The 2nd round Uncertainty guided sampling can be implemented either by:

  • Producing a strata based on the prediction error map (e.g. extrapolation areas / areas with highest uncertainty), then sampling only within that strata,
  • Using the probability of exceeding threshold mapping accuracy to generate extra sampling points,

In both cases 2nd round points can be then added to the original training dataset and the model for the area can then be refitted (this procedure in data science is also referred to as “re-analysis”).
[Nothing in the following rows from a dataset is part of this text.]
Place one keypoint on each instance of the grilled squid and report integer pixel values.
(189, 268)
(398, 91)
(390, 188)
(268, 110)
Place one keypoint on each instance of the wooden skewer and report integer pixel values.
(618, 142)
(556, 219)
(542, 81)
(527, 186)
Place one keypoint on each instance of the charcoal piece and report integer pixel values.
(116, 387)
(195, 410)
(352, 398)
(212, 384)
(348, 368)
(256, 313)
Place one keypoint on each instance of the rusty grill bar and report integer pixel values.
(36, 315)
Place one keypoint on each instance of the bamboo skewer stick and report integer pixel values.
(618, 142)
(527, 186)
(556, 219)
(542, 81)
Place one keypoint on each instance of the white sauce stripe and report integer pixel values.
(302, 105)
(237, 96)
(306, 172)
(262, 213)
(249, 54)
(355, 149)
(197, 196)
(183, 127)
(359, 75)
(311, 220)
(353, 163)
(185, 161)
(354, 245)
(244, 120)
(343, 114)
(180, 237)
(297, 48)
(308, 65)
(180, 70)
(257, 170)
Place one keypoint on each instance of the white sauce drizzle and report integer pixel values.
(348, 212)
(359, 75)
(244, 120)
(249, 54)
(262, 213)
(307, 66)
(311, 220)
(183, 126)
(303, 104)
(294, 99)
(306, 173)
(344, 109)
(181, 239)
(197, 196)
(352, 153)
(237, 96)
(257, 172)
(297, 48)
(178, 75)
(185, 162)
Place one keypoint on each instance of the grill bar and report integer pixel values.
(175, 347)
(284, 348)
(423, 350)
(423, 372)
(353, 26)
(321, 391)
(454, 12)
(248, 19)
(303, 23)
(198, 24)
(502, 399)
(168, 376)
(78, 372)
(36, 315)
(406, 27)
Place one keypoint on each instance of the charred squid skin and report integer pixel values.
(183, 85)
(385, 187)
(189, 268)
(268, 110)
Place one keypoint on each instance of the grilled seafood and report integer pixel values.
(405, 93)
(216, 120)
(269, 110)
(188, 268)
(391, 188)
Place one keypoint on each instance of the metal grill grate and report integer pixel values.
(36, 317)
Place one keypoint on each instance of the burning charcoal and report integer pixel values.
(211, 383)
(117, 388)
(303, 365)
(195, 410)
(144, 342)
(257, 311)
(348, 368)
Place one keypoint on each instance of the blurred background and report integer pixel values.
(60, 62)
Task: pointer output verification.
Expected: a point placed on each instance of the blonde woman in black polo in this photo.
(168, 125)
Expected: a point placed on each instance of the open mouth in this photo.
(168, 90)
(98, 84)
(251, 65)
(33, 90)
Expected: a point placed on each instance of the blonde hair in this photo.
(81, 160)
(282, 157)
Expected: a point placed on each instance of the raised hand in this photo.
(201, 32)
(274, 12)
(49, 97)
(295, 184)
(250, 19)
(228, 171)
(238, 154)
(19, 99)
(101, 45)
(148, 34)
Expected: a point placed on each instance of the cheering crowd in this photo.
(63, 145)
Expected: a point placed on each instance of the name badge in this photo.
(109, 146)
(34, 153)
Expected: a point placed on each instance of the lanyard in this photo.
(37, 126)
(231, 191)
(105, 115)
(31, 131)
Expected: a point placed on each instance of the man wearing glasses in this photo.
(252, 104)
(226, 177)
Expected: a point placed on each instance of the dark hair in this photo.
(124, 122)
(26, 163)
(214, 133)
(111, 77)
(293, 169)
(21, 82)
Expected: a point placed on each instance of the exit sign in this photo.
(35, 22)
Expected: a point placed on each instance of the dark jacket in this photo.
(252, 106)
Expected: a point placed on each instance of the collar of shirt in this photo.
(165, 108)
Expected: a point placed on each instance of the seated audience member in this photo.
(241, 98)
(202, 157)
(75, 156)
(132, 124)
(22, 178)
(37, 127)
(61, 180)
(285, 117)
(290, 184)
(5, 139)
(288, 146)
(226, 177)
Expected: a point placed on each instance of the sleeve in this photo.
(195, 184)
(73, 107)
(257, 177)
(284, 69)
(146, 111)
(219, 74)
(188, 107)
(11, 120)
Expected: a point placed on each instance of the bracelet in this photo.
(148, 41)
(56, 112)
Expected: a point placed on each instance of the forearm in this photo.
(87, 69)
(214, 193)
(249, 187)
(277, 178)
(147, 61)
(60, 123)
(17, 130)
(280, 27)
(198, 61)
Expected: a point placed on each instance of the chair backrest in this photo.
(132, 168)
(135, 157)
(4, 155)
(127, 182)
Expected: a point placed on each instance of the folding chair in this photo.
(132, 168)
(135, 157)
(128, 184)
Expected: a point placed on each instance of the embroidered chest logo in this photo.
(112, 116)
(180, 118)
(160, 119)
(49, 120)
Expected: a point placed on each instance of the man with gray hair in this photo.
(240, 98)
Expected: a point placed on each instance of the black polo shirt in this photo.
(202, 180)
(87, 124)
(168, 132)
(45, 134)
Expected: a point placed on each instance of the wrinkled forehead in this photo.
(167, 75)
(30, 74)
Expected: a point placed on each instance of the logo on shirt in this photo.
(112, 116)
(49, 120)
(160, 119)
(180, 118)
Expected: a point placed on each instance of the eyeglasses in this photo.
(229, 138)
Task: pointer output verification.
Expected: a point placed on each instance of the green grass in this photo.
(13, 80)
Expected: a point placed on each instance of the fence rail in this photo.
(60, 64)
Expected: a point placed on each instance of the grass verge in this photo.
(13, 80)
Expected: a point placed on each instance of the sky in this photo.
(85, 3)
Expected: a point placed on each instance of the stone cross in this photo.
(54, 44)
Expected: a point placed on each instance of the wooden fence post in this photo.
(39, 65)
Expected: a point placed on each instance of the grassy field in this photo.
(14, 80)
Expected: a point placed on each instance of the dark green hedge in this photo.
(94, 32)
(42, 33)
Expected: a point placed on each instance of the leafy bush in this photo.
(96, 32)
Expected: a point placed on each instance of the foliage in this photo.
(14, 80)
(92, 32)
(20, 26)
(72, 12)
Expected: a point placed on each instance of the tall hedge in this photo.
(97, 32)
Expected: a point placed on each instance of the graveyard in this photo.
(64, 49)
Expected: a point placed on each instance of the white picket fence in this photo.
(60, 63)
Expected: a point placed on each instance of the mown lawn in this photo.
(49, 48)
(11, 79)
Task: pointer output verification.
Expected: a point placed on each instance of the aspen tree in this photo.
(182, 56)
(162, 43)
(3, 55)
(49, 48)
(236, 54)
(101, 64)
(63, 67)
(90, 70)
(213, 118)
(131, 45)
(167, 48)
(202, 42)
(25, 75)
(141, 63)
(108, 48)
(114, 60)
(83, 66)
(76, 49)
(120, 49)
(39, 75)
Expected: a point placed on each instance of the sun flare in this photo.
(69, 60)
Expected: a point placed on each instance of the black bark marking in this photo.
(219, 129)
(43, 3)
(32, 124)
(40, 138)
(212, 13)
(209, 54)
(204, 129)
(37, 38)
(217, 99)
Assuming that our initial model was unbiased, then even few tens of extra points could lead to significant reduction in RMSPE. In practice, we might have to also organize the 3rd round sampling until we finally reach some maximum possible accuracy (Hengl, Nussbaum, Wright, Heuvelink, & Gräler, 2018).

To generate 2nd round sampling for the Edgeroi dataset we can first estimate probability of prediction errors exceeding some threshold probability e.g. RMSE=0.2. We first load point data and prediction error map produced in the previous example using Ensemble Machine Learning:

data(edgeroi)
edgeroi.sp <- edgeroi$sites
coordinates(edgeroi.sp) <- ~ LONGDA94 + LATGDA94
proj4string(edgeroi.sp) <- CRS("+proj=longlat +ellps=GRS80 +towgs84=0,0,0,0,0,0,0 +no_defs")
edgeroi.sp <- spTransform(edgeroi.sp, CRS("+init=epsg:28355"))

The probability of exceeding some threshold, assuming normal distribution of prediction erros can be derived as:

t.RMSE = 0.2
edgeroi.error = readGDAL("./output/edgeroi_soc_rmspe.tif")
#> ./output/edgeroi_soc_rmspe.tif has GDAL driver GTiff 
#> and has 321 rows and 476 columns
edgeroi.error$inv.prob = 1/(1-2*(pnorm(edgeroi.error$band1/t.RMSE)-0.5)) 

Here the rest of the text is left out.